Enfin, la loi exclura complètement que le majeur en tutelle puisse être
candidat à l'une quelconque des différentes élections politiques auxquelles il
pourrait voter.
Il me semble ainsi que toutes les précautions sont prises pour que
l'assouplissement que je préconise ne soit pas susceptible d'aboutir à des
excès ou à des situations absurdes qui affecteraient le caractère solennel du
vote.
Au contraire, tout comme hier, je vois aujourd'hui plusieurs avantages, sur le
plan des principes, à la disparition du régime d'interdiction absolue.
D'abord, pour le corps électoral lui-même, car il ne me paraît pas bon qu'il
puisse être amputé d'une de ses parties, aussi minime soit-elle, si elle
dispose des facultés de discernement indispensables au vote sincère et
serein.
Ensuite, pour ceux de nos concitoyens qui vivent, à juste titre, leur mise
sous tutelle comme une sanction civique ; ils n'en comprennent pas les
motivations.
Il me semble donc indispensable de supprimer cette sanction déguisée, qui
heurte le bon sens, va à l'encontre du principe de dignité des citoyens et
concerne des personnes dont, précisément, la fragilité impose que la solidarité
nationale leur accorde une attention particulière.
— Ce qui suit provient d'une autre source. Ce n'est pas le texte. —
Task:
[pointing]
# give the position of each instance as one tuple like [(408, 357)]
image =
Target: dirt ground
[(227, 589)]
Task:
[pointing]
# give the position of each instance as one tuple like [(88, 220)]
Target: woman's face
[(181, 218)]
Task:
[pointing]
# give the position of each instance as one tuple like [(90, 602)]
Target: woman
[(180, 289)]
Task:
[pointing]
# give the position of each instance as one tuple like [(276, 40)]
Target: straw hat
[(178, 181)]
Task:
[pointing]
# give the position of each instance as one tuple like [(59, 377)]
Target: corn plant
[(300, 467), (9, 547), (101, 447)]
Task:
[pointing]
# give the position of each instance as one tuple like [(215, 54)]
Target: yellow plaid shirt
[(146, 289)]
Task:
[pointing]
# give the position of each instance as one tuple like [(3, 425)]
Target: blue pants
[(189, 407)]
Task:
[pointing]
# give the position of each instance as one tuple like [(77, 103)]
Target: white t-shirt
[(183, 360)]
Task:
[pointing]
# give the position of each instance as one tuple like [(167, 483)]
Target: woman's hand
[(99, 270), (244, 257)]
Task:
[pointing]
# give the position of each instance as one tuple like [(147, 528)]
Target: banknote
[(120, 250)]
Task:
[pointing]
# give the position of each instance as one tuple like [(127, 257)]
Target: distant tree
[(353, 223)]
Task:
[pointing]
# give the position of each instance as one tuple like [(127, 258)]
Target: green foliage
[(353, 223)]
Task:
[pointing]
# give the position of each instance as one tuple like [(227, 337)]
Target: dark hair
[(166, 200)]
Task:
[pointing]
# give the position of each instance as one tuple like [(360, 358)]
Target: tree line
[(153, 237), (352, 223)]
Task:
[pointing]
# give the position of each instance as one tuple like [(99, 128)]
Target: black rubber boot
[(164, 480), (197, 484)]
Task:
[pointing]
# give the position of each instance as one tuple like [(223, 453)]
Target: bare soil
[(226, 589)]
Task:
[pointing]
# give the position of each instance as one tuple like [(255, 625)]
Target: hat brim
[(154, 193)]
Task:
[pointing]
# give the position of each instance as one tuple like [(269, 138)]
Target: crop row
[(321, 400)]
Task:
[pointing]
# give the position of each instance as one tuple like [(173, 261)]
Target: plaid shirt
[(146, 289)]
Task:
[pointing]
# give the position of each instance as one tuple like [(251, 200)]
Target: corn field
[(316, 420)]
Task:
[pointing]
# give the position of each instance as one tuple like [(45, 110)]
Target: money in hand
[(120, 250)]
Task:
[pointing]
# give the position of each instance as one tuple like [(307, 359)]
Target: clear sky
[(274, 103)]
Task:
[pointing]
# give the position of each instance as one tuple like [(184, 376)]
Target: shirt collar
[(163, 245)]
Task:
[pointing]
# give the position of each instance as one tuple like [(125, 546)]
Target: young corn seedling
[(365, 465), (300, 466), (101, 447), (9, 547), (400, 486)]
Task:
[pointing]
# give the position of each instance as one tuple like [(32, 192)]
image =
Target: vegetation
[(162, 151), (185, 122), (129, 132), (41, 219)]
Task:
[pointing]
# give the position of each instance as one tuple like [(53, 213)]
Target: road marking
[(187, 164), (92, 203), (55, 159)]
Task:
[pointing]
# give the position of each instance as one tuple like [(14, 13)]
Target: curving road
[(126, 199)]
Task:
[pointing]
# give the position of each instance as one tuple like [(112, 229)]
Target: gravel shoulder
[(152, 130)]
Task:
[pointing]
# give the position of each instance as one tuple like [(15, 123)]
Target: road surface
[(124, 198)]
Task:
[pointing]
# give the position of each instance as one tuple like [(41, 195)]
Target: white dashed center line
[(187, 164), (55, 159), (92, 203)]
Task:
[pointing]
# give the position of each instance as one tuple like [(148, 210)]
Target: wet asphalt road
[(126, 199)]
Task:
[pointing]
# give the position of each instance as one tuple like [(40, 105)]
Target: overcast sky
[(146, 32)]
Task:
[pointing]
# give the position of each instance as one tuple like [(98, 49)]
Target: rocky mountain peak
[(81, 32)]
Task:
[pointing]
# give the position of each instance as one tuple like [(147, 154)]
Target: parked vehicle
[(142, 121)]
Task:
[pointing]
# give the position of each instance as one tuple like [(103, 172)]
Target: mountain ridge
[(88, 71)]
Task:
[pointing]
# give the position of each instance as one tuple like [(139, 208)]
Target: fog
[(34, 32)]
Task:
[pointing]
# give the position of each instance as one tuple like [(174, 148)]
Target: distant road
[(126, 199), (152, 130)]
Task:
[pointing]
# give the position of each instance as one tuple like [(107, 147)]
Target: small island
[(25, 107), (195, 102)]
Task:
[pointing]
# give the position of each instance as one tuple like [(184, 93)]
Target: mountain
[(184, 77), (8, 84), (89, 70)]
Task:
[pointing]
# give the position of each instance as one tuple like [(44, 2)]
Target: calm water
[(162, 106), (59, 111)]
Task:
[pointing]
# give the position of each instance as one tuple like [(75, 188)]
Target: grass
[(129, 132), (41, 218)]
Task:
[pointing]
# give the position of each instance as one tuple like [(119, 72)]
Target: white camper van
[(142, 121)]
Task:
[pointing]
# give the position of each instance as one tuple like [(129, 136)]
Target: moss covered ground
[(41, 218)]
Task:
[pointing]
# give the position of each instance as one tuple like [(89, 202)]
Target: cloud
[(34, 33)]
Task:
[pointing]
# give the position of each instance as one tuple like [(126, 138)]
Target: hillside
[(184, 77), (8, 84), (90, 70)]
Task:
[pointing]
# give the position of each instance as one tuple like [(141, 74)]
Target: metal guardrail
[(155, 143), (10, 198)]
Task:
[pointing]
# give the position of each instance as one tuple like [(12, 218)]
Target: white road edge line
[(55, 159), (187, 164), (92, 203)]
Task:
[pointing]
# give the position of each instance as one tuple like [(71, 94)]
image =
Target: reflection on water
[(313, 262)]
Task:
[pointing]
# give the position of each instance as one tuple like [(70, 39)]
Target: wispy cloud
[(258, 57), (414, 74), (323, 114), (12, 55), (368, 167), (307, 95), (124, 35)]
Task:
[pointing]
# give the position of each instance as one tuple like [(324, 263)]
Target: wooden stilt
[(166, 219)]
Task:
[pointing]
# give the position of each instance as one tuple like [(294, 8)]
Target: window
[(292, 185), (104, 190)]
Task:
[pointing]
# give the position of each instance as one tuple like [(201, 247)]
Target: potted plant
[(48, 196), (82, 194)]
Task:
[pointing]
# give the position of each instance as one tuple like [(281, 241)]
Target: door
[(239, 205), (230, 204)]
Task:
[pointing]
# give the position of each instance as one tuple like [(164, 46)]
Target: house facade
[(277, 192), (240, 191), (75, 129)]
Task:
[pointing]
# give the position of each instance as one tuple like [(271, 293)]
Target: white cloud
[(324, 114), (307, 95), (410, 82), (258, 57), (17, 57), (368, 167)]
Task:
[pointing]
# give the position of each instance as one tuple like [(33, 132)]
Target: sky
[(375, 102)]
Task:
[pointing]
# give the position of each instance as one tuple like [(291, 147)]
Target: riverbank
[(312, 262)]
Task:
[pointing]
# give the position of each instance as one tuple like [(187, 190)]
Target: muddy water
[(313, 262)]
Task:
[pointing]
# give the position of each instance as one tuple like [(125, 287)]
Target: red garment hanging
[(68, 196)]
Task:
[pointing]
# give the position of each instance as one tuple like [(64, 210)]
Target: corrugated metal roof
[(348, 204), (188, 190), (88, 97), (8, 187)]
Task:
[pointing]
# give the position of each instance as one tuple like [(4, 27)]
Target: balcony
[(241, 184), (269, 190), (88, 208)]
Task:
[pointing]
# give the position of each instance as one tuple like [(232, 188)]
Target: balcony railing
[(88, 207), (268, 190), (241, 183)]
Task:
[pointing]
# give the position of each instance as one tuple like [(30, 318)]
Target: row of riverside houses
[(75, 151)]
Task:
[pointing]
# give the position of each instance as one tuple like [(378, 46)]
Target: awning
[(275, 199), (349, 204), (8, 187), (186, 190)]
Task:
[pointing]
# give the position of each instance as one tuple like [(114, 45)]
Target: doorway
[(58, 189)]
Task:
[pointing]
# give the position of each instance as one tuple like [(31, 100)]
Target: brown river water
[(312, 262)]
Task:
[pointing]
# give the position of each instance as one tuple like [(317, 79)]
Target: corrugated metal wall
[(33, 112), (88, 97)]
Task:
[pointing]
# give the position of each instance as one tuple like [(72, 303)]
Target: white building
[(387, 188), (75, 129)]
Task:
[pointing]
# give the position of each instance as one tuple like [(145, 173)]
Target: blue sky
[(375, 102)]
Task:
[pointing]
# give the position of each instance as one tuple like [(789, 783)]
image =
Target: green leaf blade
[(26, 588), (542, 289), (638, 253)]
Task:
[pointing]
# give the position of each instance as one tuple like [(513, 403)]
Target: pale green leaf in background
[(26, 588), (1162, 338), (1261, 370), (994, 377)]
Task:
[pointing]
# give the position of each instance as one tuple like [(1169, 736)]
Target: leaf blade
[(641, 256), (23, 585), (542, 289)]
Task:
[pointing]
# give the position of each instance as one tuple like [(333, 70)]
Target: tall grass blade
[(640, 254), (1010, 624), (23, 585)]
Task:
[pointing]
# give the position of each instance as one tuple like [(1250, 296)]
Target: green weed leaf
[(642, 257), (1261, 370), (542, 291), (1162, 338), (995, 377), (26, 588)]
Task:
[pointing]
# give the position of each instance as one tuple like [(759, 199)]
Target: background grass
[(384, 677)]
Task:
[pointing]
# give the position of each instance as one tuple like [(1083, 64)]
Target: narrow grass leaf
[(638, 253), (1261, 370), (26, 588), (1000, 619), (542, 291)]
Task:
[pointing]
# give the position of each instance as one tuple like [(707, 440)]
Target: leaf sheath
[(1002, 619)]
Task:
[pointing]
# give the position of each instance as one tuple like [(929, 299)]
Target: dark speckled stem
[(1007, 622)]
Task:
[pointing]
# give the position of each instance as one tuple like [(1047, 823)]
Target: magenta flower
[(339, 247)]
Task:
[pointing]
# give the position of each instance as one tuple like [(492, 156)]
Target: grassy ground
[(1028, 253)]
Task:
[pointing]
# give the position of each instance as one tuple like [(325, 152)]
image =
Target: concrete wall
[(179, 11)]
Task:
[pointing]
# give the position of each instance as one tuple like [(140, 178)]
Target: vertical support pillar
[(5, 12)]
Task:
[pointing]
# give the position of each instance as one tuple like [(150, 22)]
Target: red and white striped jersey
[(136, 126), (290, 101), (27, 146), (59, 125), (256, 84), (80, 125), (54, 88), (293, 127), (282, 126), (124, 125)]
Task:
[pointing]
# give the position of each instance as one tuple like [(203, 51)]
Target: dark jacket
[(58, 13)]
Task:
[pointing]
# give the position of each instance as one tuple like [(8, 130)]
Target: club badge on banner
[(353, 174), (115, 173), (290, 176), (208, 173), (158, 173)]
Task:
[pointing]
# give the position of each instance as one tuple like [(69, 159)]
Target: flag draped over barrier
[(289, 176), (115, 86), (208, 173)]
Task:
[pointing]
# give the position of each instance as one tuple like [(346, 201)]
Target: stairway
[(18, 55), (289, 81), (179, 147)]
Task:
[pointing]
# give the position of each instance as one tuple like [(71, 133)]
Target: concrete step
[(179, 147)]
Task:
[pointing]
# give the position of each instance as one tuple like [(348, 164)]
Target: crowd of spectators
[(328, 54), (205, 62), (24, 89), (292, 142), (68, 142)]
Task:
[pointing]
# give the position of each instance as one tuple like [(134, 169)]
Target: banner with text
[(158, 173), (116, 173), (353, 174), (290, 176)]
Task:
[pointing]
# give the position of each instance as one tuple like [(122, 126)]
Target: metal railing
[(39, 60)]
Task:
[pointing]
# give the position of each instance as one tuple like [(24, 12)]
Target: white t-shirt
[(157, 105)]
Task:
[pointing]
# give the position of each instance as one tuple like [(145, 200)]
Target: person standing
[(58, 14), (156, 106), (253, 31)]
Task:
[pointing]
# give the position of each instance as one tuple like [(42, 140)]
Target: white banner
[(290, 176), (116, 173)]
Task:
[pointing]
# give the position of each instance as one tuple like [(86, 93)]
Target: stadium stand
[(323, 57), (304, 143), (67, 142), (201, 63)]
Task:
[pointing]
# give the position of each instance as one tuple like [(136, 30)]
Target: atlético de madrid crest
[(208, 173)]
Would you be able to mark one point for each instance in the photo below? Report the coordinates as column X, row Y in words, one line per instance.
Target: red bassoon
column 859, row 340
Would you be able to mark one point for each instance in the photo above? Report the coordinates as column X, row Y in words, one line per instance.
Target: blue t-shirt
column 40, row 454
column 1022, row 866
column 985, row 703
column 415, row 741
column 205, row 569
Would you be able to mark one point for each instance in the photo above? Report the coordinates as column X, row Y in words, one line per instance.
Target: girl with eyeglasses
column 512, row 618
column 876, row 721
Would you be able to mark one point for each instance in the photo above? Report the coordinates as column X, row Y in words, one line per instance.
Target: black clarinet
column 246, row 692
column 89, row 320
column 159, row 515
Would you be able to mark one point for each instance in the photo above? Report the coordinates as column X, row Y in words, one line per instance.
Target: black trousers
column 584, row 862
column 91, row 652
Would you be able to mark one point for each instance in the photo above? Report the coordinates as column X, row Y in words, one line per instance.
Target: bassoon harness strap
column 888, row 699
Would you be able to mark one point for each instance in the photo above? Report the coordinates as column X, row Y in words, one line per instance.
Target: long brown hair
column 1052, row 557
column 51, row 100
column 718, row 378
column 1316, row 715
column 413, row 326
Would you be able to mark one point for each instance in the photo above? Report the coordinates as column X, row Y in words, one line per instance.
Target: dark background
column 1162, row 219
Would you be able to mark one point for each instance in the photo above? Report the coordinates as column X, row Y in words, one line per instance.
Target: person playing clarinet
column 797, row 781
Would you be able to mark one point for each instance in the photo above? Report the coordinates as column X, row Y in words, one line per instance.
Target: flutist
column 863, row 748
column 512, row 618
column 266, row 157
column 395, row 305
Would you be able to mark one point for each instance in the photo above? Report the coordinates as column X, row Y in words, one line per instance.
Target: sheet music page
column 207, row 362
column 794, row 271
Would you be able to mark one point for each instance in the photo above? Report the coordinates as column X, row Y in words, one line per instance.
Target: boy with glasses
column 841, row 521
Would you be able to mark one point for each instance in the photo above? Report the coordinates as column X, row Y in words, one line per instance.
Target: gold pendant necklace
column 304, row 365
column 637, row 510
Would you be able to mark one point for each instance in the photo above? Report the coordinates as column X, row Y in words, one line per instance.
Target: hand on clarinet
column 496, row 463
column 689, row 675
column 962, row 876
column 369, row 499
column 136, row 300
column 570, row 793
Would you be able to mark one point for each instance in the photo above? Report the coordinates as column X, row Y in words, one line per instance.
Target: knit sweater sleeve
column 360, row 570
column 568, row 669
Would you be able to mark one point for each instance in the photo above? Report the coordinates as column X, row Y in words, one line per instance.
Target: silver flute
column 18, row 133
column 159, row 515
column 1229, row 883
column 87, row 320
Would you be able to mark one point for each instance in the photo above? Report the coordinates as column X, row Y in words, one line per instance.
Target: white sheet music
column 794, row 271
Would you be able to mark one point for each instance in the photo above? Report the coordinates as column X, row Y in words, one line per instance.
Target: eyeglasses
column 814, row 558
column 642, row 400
J'ajoute, pour finir, que, au-delà des principes, c'est aussi et surtout la
situation des individus qui m'importe, dans la réalité de leur vie
quotidienne.
A ce titre, je suis convaincu que, pour tous ceux des majeurs en tutelle qui
pourront, je l'espère, prochainement, se voir autorisés par le juge des
tutelles à être inscrits sur une liste électorale, la décision que nous allons
prendre aujourd'hui va être forte en symbole. En leur permettant de participer
aux élections qui ponctuent la vie politique nationale, elle les convaincra que
leur mise sous tutelle ne les exclut pas de notre collectivité, que les
représentants de la nation leur accordent autant d'importance qu'aux autres
citoyens et que leur voix pourra encore être entendue.
Je pense qu'ainsi c'est un formidable signe d'espoir que nous leur adresserons
et que leur handicap, leurs difficultés physiques, leur âge seront, peut-être,
un peu moins lourds à porter.
Dans cette perspective, c'est avec beaucoup de plaisir qu'avec le groupe du
RDSE je voterai les conclusions de la commission des lois sur ces deux
propositions de loi, qui permettent de donner satisfaction à la proposition que
j'avais élaborée, il y a cinq ans, en tant que Médiateur de la République.
Monsieur le ministre, je vous invite, avec votre collègue garde des sceaux,
ministre de la justice, à inciter les députés à se saisir rapidement de ces
propositions.
(Applaudissements.)
M. le président.
Personne ne demande plus la parole dans la discussion générale commune ?...
La discussion générale commune est close.
INSCRIPTION D'UN MAJEUR EN TUTELLE
SUR UNE LISTE ÉLECTORALE
M. le président. Nous passons à la discussion des articles des conclusions du rapport sur la proposition de loi permettant au juge des tutelles d'autoriser un majeur sous tutelle à être inscrit sur une liste électorale.